Friday 31 December 2010

Goodbye 2010, hello 2011.

Merry Christmas - I hope yours was a good one, and Happy New Year - here's to a good 2011.

2010 has proven that running continues to soar in popularity worldwide, with events getting more entrants, filling quicker and going to lottery.
2010 taught me how drastically the best-made plans can change and to set new targets. It taught me to make the best of whatever situation we find ourselves in and be satisfied with our best efforts, even if the outcome is rubbish compared to what we may have achieved previously. All the rubbish outcomes make the occasional personal triumph so much sweeter (Bullock Smithy). Heck, even someone else's personal triumph can feel like your own sometimes if you get to live it with them (Round Rotherham).
Most of all, 2010 was yet another year for meeting a great bunch of likeminded people. The running community is the same everywhere. The cameraderie cannot be beaten.

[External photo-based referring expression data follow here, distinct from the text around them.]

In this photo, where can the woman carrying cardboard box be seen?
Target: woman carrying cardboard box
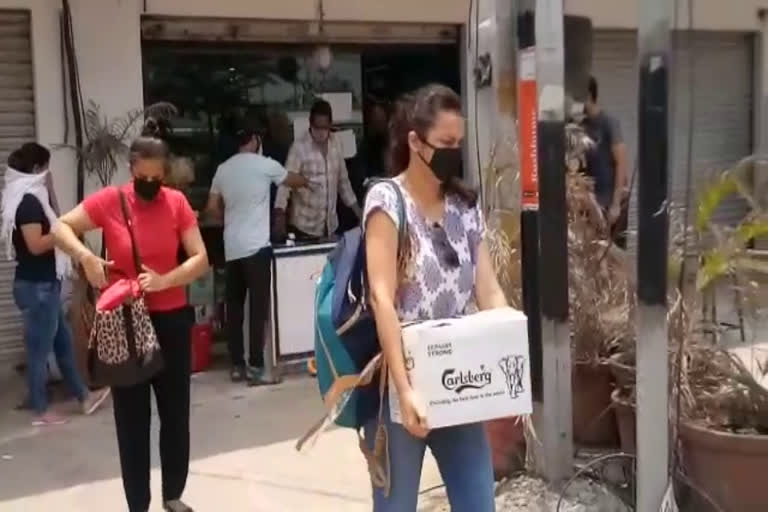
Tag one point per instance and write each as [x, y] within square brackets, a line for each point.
[445, 269]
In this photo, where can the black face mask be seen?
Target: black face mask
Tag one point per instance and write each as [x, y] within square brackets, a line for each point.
[146, 189]
[446, 163]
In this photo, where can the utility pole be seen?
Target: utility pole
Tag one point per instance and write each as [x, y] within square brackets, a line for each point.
[654, 43]
[556, 432]
[527, 106]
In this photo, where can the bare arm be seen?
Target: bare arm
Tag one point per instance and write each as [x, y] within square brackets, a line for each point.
[68, 230]
[66, 235]
[488, 293]
[346, 191]
[196, 263]
[294, 180]
[37, 243]
[381, 260]
[620, 157]
[215, 206]
[293, 166]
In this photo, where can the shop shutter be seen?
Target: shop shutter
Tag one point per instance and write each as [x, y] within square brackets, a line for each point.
[723, 110]
[17, 125]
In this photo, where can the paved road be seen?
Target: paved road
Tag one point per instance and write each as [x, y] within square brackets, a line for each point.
[242, 456]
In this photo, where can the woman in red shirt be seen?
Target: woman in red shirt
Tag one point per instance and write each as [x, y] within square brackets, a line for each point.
[163, 222]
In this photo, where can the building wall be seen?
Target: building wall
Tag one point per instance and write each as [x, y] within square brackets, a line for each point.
[107, 38]
[429, 11]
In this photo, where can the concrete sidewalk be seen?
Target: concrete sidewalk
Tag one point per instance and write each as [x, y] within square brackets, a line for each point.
[243, 456]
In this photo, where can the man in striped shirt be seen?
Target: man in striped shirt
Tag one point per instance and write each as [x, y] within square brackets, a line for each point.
[318, 157]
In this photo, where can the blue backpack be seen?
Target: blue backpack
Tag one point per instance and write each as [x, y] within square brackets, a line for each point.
[347, 350]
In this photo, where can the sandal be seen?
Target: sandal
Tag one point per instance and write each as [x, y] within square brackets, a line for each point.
[237, 374]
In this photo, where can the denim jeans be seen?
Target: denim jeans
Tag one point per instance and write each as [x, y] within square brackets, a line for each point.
[46, 330]
[463, 456]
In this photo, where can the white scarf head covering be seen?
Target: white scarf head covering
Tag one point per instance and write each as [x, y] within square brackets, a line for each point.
[17, 185]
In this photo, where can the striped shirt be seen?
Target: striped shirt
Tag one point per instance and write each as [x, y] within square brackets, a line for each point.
[313, 208]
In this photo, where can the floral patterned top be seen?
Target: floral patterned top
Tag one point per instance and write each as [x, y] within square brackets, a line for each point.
[440, 281]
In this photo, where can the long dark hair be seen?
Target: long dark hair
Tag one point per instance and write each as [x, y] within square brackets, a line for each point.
[417, 112]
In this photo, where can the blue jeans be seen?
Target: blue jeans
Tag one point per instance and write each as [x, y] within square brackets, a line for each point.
[463, 456]
[46, 330]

Everything changed for me back in February with the fractured metatarsal, quickly followed by a knee that came out on strike in sympathy. A doom-laden prognosis spelled the end of my running 'career', the end of life as I knew it and the most unsavoury self-pity. The foot's long repaired and the knee still niggles, but I now know it's not terminal. The early prognosis of broken-down cartilage improved a few months later to a much less terminal 'joint in fine condition but a spot of tendonitis' after a second knee surgeon and MRI scan. More by luck than judgement, it turned out that I had been doing the right thing by pushing through the pain barrier with my impetuous return to the events after the period of volunteering (which I have to say I really enjoyed). An injured tendon needs continued light loading and gentle exercise to aid the repair process. Being able to sit, cycle and negotiate stairs relatively comfortably these days are all good signs, though one-leg squats shall probably remain a 'party piece' of the past.

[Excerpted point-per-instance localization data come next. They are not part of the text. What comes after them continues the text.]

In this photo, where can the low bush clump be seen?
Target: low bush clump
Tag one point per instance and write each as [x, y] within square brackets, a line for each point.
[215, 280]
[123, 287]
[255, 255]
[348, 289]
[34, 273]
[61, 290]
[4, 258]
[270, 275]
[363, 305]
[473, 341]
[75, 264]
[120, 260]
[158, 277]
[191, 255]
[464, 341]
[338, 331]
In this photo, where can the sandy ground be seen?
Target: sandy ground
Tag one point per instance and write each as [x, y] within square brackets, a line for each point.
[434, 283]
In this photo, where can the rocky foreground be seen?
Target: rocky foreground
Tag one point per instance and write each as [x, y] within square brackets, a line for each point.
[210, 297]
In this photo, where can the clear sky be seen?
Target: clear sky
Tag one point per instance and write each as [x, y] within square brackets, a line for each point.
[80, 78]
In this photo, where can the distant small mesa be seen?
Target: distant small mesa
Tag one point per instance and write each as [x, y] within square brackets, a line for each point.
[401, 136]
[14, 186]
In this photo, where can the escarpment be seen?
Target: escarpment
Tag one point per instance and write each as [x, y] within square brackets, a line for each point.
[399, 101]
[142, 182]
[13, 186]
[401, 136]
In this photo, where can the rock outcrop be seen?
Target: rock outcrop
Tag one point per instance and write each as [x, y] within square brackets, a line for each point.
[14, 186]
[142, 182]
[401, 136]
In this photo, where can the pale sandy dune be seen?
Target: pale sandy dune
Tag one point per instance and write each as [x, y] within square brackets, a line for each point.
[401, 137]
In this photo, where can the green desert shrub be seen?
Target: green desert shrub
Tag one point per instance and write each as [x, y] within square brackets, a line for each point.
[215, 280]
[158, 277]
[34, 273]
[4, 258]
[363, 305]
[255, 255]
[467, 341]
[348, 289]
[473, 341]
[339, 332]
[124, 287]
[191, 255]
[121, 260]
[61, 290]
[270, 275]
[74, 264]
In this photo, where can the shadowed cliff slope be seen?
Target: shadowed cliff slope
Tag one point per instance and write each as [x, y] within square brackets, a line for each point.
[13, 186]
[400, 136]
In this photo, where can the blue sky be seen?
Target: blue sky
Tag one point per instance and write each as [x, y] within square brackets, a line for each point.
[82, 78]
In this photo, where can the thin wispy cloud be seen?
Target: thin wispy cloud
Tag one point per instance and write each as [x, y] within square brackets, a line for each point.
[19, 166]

The Heart of Scotland 100 in May was my biggest gamble of the year long before I knew what was really wrong with the knee. It was my surprise do-or-die comeback event. The 'surprise' bit was actually finishing it. When the photograph was taken by Steve Clarke, I thought I'd be out for a few hours' Saturday bimble and enjoying the services of the sag waggon before the first nightfall. I was untrained and unfit and had no right to finish. My slow time and crippled state afterwards were testament to that, but the knee seemed to love it because the return train journey was a lot more bearable. I was beginning to see a way back from the wilderness!

A Runfurther Grand Slam attempt may have been derailed before the first event, I may have done fewer miles compared to last year (1,326 vs. 1,797), I may have got fewer PBs (6 vs. 18) and run fewer Ultras (11 vs. 17), but under the circumstances, 2010 turned out pretty well. There are so many positives to look back on.

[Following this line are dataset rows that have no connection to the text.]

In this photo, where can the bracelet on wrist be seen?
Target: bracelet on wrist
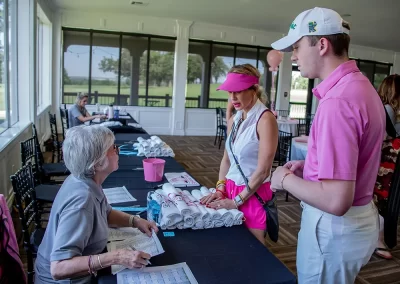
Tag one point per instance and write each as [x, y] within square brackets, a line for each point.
[131, 221]
[283, 178]
[220, 182]
[238, 200]
[222, 192]
[220, 185]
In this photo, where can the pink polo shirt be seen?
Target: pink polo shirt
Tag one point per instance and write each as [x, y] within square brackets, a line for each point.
[346, 135]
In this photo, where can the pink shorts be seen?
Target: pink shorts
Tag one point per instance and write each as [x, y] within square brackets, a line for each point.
[252, 209]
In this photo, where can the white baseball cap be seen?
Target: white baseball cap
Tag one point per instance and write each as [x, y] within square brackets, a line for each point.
[317, 21]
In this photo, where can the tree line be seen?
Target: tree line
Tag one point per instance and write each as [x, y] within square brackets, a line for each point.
[160, 72]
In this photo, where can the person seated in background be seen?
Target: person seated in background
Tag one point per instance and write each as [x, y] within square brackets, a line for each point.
[253, 139]
[389, 91]
[230, 110]
[78, 114]
[77, 232]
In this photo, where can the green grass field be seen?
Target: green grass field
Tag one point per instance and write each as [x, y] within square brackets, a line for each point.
[193, 90]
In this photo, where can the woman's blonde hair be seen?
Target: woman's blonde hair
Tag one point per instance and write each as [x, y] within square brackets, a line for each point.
[249, 69]
[389, 91]
[80, 96]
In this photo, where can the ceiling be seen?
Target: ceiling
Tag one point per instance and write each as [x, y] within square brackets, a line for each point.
[374, 23]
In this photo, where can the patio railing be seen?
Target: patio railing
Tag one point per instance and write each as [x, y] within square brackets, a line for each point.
[152, 101]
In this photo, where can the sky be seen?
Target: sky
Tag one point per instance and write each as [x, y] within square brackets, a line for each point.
[76, 61]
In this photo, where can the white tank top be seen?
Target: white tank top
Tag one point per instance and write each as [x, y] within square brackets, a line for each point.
[245, 145]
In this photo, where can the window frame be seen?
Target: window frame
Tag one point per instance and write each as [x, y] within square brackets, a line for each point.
[121, 35]
[257, 48]
[10, 56]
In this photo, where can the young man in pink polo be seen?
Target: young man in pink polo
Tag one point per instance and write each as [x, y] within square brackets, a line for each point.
[339, 224]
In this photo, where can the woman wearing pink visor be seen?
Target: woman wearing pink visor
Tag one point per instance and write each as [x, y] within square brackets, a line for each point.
[252, 142]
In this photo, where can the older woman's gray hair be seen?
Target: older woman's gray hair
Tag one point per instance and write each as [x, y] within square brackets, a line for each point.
[80, 97]
[85, 149]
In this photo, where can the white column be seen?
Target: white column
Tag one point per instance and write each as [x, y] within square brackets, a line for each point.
[32, 58]
[396, 64]
[135, 74]
[26, 67]
[315, 100]
[284, 80]
[180, 77]
[57, 64]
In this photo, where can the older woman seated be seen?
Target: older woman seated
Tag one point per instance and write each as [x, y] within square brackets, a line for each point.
[77, 232]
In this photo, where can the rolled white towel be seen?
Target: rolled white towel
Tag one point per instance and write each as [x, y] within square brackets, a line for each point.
[197, 194]
[153, 144]
[204, 190]
[226, 216]
[213, 213]
[174, 195]
[170, 214]
[195, 210]
[218, 223]
[237, 216]
[180, 225]
[203, 212]
[188, 221]
[145, 144]
[198, 224]
[208, 224]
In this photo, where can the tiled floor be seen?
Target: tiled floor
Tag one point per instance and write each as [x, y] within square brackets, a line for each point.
[201, 159]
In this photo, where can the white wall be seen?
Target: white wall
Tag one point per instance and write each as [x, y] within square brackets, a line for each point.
[197, 121]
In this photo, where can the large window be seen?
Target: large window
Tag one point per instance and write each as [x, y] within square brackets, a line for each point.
[118, 68]
[43, 61]
[208, 65]
[8, 91]
[298, 94]
[374, 71]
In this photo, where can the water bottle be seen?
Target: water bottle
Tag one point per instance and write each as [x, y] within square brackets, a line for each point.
[116, 113]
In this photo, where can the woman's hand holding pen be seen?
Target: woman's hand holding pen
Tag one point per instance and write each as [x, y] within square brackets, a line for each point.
[216, 196]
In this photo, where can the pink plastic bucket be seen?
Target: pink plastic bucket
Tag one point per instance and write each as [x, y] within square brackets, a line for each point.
[153, 169]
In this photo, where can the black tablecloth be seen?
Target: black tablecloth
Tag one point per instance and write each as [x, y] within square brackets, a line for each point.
[220, 255]
[122, 138]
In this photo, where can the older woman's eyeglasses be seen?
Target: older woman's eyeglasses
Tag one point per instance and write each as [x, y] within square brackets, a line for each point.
[116, 148]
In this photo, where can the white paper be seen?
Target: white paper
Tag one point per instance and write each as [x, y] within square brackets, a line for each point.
[171, 274]
[136, 241]
[181, 179]
[121, 234]
[118, 195]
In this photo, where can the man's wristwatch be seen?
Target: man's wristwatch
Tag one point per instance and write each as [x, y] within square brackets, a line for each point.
[238, 200]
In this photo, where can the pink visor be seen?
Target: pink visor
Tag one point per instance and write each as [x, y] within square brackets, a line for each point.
[238, 82]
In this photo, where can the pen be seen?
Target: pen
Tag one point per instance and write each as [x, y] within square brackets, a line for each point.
[133, 248]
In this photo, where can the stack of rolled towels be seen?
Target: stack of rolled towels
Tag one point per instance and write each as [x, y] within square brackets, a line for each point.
[182, 209]
[153, 147]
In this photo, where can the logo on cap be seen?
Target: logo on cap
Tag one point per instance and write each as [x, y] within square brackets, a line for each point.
[311, 27]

Now, what for 2011? The Runfurther series plus LDWA fillers in between are a given (Grand Slam anyone?), but I don't know what to do about the UTMB. Failing to get through the 2010 lottery means that I have a 2011 place waiting for me and I only have until 12 Jan to register my interest. Until a week ago I have said that a return to that event is beyond me, but I'm beginning to feel the calling. Shall I succumb? Help me out here, people.

Wednesday 29 December 2010

Whinberry Naze fell race 4mi. / 890'. 26/12/2010.

Well, that's another race squeezed in before 2010 is out. This is the first time I have ever run a race on Boxing Day. I'm glad I did. It was the last chance to enjoy the frozen snowfields, which remained as dry and pristine as the day they were created over a week before.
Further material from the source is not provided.